Maiko Schaffrath  45:59

Got it. That's exciting. We'll definitely keep watching that. One last brief question is, if you think about 10 years' time from now, how does the world look like if you succeed with your mission at UPFRONT? How will the world change?


Lauren Currie  46:18

So, when UPFRONT succeeds, it will be a household name, term, that everybody understands in a way that you'll say, "You need to get more upfront. It sounds like you need to learn how to be upfront. This is an upfront moment." What I can compare that to is what Brene Brown's work has done for vulnerability.
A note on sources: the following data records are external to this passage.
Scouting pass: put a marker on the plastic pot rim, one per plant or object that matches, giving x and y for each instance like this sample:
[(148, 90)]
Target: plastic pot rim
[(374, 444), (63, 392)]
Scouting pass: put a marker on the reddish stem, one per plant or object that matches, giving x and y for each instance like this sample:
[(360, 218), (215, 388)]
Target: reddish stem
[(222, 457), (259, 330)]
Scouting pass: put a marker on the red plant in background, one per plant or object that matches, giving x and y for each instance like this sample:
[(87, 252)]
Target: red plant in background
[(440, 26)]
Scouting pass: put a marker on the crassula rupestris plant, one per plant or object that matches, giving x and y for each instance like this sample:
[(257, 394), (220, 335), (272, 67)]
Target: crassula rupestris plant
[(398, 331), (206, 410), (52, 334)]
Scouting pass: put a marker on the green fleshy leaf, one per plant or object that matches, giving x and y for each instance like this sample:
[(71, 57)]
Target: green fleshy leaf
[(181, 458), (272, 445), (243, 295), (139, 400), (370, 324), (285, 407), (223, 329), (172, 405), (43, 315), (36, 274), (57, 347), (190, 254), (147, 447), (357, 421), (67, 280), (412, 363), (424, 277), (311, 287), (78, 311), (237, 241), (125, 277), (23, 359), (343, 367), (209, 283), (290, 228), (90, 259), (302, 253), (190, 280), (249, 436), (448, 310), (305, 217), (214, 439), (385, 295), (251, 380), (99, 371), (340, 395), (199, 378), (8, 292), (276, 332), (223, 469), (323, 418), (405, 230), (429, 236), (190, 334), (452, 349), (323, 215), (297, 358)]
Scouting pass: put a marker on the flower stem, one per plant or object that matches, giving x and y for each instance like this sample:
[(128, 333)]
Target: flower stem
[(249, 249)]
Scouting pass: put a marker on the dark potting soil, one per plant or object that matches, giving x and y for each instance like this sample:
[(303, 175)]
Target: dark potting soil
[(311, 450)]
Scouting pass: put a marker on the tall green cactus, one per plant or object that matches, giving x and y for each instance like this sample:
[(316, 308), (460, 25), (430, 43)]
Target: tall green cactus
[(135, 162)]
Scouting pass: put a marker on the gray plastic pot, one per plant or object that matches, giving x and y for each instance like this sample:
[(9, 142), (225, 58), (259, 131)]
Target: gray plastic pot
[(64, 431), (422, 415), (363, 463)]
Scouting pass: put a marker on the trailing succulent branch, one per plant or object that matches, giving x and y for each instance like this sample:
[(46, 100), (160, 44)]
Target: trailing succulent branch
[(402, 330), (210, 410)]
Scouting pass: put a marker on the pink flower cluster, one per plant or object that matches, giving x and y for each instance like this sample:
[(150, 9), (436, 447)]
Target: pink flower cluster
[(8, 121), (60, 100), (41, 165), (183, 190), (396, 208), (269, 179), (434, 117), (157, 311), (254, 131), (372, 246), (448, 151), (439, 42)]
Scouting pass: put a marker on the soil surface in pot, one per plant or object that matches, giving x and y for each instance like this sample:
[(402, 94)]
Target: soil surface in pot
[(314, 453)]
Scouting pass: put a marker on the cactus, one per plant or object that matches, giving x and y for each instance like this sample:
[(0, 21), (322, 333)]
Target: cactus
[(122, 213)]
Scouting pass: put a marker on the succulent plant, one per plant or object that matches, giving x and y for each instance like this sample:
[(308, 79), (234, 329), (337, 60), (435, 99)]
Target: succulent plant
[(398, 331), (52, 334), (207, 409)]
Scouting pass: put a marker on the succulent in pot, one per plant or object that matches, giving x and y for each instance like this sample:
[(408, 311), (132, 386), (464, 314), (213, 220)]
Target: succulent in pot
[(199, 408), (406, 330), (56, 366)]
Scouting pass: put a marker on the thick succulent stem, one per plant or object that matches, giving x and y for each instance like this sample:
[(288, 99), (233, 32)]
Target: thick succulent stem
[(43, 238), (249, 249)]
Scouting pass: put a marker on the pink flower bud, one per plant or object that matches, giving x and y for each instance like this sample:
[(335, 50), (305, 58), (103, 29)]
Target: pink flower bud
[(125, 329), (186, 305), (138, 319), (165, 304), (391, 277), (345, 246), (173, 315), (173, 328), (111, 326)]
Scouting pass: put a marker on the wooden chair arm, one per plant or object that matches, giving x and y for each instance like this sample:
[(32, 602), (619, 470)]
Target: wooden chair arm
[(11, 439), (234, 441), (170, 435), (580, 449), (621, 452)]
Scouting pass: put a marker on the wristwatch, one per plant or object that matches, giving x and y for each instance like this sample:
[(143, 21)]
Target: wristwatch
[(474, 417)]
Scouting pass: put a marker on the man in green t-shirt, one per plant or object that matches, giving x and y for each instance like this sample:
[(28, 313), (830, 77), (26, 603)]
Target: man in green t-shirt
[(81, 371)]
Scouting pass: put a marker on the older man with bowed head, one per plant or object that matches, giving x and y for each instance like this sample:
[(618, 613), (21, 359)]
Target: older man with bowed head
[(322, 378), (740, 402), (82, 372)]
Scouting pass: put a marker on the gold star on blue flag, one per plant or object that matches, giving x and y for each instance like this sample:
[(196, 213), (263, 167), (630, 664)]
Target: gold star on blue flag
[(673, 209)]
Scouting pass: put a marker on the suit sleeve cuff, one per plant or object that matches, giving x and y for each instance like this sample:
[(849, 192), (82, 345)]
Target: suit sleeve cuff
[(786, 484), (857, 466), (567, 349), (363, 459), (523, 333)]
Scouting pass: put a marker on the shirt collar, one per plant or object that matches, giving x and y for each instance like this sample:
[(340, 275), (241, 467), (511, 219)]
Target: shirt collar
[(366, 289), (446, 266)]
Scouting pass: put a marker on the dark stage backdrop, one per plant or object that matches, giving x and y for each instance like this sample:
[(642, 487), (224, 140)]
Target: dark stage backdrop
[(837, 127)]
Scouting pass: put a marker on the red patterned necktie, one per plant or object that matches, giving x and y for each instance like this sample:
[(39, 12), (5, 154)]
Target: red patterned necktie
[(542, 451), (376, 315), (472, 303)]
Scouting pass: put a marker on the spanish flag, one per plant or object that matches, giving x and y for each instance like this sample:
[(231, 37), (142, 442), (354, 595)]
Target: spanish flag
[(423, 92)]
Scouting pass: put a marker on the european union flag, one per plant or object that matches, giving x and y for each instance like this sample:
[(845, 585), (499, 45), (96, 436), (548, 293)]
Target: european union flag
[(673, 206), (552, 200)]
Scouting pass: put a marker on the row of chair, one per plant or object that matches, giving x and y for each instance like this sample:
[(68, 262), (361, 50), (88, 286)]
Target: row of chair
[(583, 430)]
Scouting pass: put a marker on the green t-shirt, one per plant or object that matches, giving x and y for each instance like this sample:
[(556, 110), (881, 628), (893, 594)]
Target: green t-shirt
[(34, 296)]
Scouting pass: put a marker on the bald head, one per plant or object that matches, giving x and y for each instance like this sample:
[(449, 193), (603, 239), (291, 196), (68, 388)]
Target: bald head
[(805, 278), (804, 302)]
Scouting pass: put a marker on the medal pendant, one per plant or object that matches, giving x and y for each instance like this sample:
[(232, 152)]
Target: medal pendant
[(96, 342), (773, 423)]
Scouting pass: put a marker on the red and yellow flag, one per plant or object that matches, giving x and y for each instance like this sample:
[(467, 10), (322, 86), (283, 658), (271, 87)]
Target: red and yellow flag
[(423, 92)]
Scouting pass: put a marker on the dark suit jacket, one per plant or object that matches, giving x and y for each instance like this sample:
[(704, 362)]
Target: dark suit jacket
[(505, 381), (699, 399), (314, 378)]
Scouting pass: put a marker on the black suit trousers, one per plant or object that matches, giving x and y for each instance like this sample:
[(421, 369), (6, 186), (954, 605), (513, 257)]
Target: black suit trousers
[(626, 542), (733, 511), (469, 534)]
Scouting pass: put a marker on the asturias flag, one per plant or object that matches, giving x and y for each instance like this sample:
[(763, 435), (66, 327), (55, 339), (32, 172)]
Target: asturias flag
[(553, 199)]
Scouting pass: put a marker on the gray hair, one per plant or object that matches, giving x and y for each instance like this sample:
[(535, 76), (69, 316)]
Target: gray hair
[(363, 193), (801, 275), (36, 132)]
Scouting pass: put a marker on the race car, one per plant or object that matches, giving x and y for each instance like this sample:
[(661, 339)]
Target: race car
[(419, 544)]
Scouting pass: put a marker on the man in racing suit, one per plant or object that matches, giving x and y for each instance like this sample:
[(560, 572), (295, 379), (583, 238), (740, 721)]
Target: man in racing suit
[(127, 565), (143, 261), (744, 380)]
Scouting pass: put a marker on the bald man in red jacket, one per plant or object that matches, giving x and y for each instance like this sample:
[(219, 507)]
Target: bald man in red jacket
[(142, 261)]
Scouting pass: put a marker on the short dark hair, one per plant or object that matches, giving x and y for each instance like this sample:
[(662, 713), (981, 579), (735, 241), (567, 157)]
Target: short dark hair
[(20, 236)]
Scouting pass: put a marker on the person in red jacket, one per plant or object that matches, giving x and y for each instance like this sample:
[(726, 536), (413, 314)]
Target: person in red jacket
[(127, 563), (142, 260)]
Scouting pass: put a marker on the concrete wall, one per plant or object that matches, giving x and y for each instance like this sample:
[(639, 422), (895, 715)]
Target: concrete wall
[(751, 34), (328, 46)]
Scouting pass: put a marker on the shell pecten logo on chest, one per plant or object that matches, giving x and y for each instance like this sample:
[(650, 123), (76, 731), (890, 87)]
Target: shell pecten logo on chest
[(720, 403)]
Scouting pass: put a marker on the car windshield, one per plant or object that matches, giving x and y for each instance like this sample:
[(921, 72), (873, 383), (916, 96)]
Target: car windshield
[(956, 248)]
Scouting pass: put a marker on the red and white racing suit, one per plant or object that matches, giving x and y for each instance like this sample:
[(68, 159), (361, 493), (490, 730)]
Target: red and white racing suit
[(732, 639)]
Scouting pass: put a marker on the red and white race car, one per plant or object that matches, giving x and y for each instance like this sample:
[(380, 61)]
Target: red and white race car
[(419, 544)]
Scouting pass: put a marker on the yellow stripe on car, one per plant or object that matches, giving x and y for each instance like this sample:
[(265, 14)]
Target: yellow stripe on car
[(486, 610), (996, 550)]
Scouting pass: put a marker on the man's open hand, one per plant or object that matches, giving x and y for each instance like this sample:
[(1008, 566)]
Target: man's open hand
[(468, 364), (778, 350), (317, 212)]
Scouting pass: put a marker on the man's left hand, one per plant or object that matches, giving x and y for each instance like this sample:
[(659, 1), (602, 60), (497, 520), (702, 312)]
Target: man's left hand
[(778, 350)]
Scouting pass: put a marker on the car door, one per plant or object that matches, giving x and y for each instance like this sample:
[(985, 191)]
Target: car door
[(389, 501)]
I think Brene Brown has done a really transformational job of taking vulnerability from something that was academic, misunderstood, made us feel a bit awkward to something that there's a whole population of teams and leaders and organizations all over the world who are like, "We are in this. We are here to learn how to be vulnerable, to talk about vulnerability," and I want to do a version of that for confidence, because confidence is equally misunderstood and equally powerful when you reframe it. So yeah, that's what it will look like in 10 years.


Maiko Schaffrath  47:24

Wow, amazing. Thank you very much, Lauren, for joining me. It was really inspiring to hear your journey and your mission with UPFRONT. Thanks for joining me today.


Lauren Currie  47:34

Thank you so much, Maiko. Thank you.


Maiko Schaffrath  47:37

Thanks. All right. I'm just stopping the recording.